The system maximizes capability for integration with future smart grid developments through common broadband communication methods regardless of the global location of the charging system. The combined charging approach will reduce development and infrastructure complexity, improve charging reliability, reduce the total cost-of-ownership for end customers and provide low maintenance costs.
Commercially available combined charging units are projected to be available later this year. All committed OEMs have vehicles in development which will use the Combined Charging System. The first vehicles to use this system will reach the market in 2013.
General Motors Co. (NYSE:GM, TSX: GMM) and its partners produce vehicles in 30 countries, and the company has leadership positions in the world's largest and fastest-growing automotive markets. GM’s brands include Chevrolet and Cadillac, as well as Baojun, Buick, GMC, Holden, Isuzu, Jiefang, Opel, Vauxhall and Wuling. More information on the company and its subsidiaries, including OnStar, a global leader in vehicle safety, security and information services, can be found at http:www.gm.com.
Posted 18 May 2012 - 06:34 PM
As detailed in Tree Hugger and several other tech forums on May 7th this has lead to the development of a new charging plug. In the industry it is referred to as the J1772
The J1772 standard for charging electric cars, is getting extended to allow for higher voltage and more amps to flow through, making for faster charging of EV batteries.
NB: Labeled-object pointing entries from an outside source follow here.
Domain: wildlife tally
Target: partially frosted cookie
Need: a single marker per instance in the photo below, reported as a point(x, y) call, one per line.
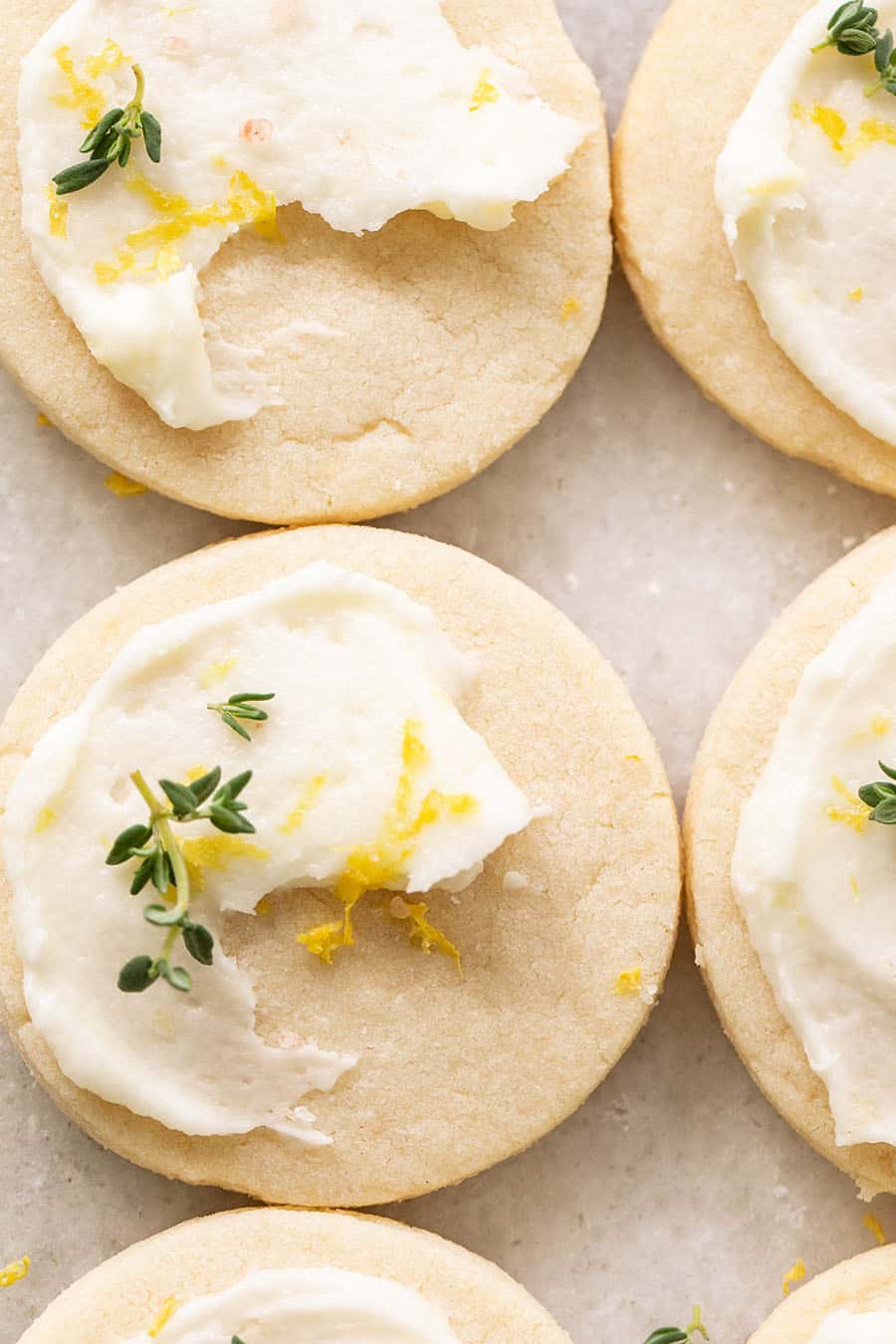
point(790, 863)
point(784, 163)
point(853, 1302)
point(274, 1275)
point(365, 856)
point(300, 298)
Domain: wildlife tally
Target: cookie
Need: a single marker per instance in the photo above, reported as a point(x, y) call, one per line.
point(564, 937)
point(441, 345)
point(684, 100)
point(735, 749)
point(126, 1294)
point(862, 1283)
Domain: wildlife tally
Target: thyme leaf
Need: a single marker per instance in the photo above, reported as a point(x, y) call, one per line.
point(243, 706)
point(161, 863)
point(112, 140)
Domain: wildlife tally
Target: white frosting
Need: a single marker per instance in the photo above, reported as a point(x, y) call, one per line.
point(850, 1328)
point(815, 879)
point(307, 1306)
point(799, 184)
point(353, 664)
point(358, 111)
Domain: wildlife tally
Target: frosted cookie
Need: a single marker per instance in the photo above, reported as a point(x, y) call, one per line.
point(790, 859)
point(784, 161)
point(319, 988)
point(853, 1302)
point(269, 1275)
point(300, 299)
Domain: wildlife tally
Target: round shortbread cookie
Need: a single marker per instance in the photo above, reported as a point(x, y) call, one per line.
point(731, 759)
point(685, 96)
point(123, 1296)
point(450, 342)
point(439, 1090)
point(864, 1283)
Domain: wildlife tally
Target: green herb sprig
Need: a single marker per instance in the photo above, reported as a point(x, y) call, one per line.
point(162, 864)
point(112, 141)
point(881, 797)
point(673, 1335)
point(243, 706)
point(853, 31)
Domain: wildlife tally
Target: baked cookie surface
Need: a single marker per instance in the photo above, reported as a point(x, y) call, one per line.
point(442, 345)
point(864, 1283)
point(437, 1091)
point(122, 1297)
point(735, 749)
point(684, 100)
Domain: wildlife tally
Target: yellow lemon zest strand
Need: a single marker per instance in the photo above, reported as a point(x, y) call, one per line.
point(794, 1274)
point(376, 866)
point(246, 204)
point(484, 92)
point(58, 212)
point(629, 983)
point(168, 1309)
point(216, 853)
point(831, 123)
point(853, 816)
point(122, 487)
point(82, 96)
point(46, 818)
point(15, 1271)
point(216, 672)
point(423, 934)
point(307, 799)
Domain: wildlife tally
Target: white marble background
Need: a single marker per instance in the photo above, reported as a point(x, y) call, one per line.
point(669, 535)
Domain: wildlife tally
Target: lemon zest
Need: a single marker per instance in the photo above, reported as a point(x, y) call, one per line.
point(122, 487)
point(854, 814)
point(58, 212)
point(629, 983)
point(246, 203)
point(15, 1271)
point(307, 799)
point(216, 853)
point(216, 672)
point(484, 92)
point(168, 1309)
point(384, 862)
point(82, 96)
point(794, 1274)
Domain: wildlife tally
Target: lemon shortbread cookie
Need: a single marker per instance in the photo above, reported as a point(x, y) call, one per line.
point(790, 863)
point(446, 767)
point(269, 1275)
point(853, 1302)
point(421, 198)
point(782, 150)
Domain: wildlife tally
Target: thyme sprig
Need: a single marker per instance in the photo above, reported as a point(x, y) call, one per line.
point(243, 706)
point(162, 864)
point(673, 1335)
point(853, 31)
point(112, 141)
point(881, 797)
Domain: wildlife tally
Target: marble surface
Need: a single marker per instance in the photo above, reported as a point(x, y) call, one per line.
point(672, 537)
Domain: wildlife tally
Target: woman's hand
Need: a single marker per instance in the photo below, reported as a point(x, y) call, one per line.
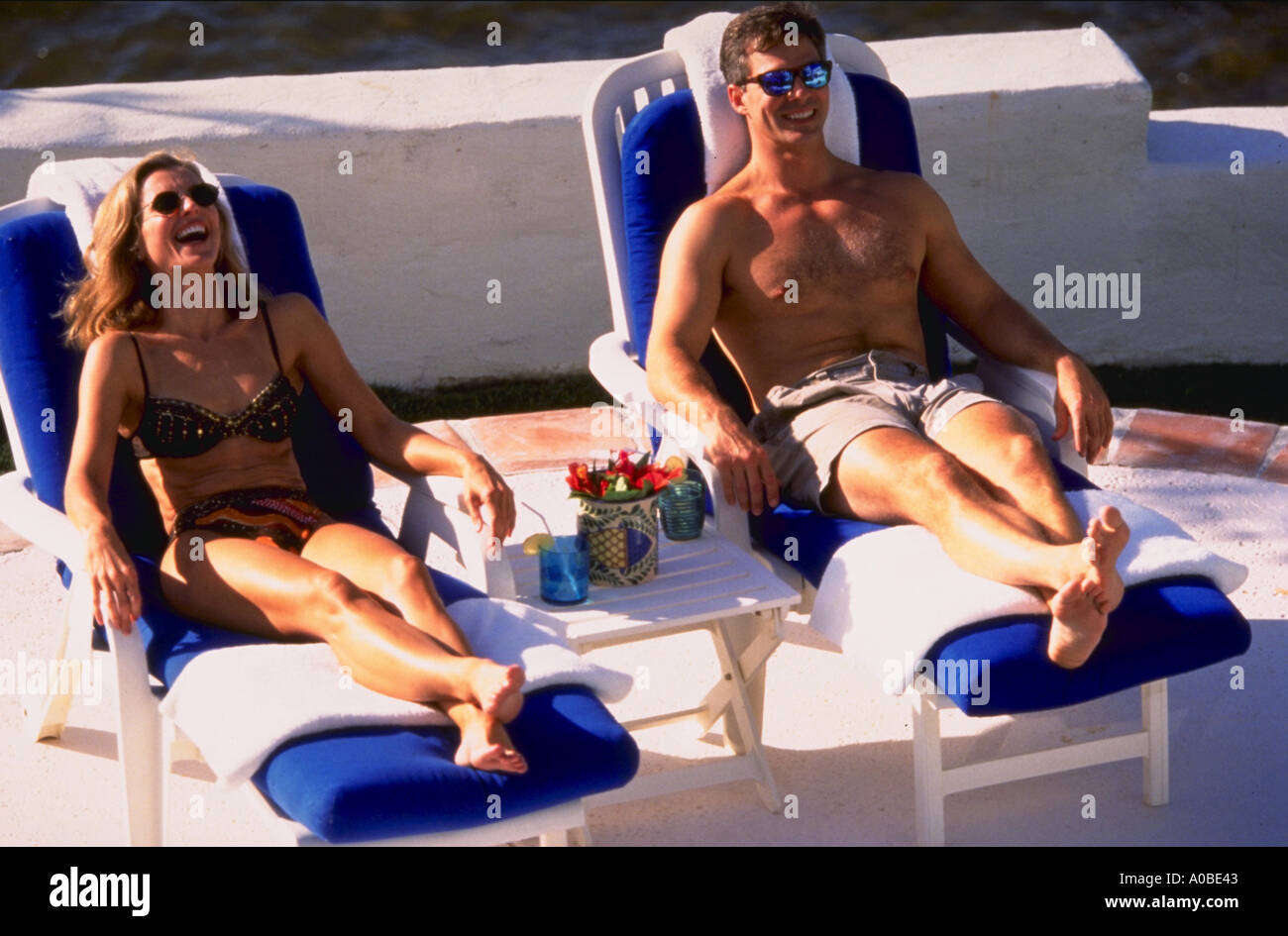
point(487, 497)
point(114, 579)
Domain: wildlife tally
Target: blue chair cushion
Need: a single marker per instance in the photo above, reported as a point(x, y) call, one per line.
point(372, 782)
point(1162, 628)
point(671, 136)
point(362, 784)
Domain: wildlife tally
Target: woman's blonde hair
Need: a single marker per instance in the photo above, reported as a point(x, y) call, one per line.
point(115, 292)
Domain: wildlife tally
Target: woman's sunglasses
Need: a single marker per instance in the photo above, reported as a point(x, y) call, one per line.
point(782, 80)
point(202, 193)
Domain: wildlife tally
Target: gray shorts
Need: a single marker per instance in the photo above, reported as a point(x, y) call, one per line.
point(804, 428)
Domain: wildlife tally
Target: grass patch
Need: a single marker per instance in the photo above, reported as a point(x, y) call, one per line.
point(492, 397)
point(1207, 389)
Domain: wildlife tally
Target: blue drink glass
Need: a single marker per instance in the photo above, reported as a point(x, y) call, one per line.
point(566, 571)
point(683, 509)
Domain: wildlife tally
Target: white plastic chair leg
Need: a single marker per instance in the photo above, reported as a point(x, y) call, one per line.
point(138, 741)
point(1153, 708)
point(927, 769)
point(44, 716)
point(557, 840)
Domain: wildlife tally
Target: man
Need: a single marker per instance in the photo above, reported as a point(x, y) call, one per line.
point(806, 269)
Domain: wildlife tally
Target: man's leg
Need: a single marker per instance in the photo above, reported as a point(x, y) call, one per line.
point(893, 475)
point(1001, 446)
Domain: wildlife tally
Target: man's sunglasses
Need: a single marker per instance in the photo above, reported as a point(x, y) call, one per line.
point(782, 80)
point(202, 193)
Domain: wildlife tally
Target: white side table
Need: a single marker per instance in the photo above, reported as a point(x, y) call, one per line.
point(706, 583)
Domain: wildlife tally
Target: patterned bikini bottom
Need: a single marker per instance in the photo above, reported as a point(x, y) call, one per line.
point(283, 516)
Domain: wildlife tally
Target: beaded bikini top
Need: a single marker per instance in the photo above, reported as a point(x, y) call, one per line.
point(179, 429)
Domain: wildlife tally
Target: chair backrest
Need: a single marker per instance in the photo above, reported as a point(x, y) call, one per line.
point(39, 261)
point(636, 210)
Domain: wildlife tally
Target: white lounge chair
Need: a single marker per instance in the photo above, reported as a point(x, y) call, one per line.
point(643, 104)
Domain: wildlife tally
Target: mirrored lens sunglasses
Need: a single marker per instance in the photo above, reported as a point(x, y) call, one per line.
point(782, 80)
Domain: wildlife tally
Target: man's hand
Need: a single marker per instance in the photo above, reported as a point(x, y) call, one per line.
point(488, 498)
point(1081, 404)
point(743, 467)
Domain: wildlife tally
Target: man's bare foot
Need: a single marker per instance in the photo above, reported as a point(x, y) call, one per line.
point(1077, 623)
point(485, 746)
point(497, 689)
point(1108, 533)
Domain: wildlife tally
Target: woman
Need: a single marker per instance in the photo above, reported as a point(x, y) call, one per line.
point(207, 398)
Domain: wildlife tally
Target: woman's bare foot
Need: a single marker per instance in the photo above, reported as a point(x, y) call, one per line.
point(1077, 623)
point(1109, 535)
point(485, 746)
point(497, 689)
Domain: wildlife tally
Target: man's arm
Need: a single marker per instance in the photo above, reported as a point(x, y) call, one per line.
point(954, 281)
point(688, 297)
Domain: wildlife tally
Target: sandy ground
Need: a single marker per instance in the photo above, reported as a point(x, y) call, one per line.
point(835, 741)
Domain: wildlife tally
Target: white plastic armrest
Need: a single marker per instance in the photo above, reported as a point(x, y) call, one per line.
point(621, 374)
point(33, 519)
point(436, 506)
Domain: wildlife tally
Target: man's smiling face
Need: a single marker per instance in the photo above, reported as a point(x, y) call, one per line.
point(790, 117)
Unfortunately, it also means that the plug is getting bigger and weirder-looking, but it's still smaller than a traditional gas pump pistol.
The new standard, called DC Fast Charging with a Combined Charging System, is so far supported by Audi, BMW, Chrysler, Daimler, Ford, General Motors, Porsche and Volkswagen, which gives it a very good chance of being adopted.
"The combined charging system integrates one-phase AC-charging, fast three-phase AC-charging, DC-charging at home and ultra-fast DC-charging at public stations into one vehicle inlet. This will allow customers to charge at most existing charging stations regardless of power source and may speed more affordable adoption of a standardized infrastructure."
This system can handle 500 volts and 200 amps (not something you can get at home, but fast charging stations could provide it), meaning that compatible EVs could be almost entirely recharged in as little as 15-20 minutes.
The J1772 standard will be officially published this summer and the first vehicles to use the system are expected in 2013.
Posted 20 May 2012 - 06:15 AM
. . . The big question is "what is the effect on the battery?"
. . . Is battery life cut from 4 years, to 2 years?
. . . What do replacement batteries cost?
. . . Are these "Hybrid ultracapacitor/batteries?"
Posted 20 May 2012 - 07:22 AM
Lastly believe it or not this technology is being spurred by Europe automakers who are introducing a much broader range of EV's than here in the United States, they want to succeed and that means having batteries that last much longer, ranges being increased, recharging times being cut and decreasing costs, reason well Europeans don't want to spend over and over for batteries. This technology makes batteries last longer.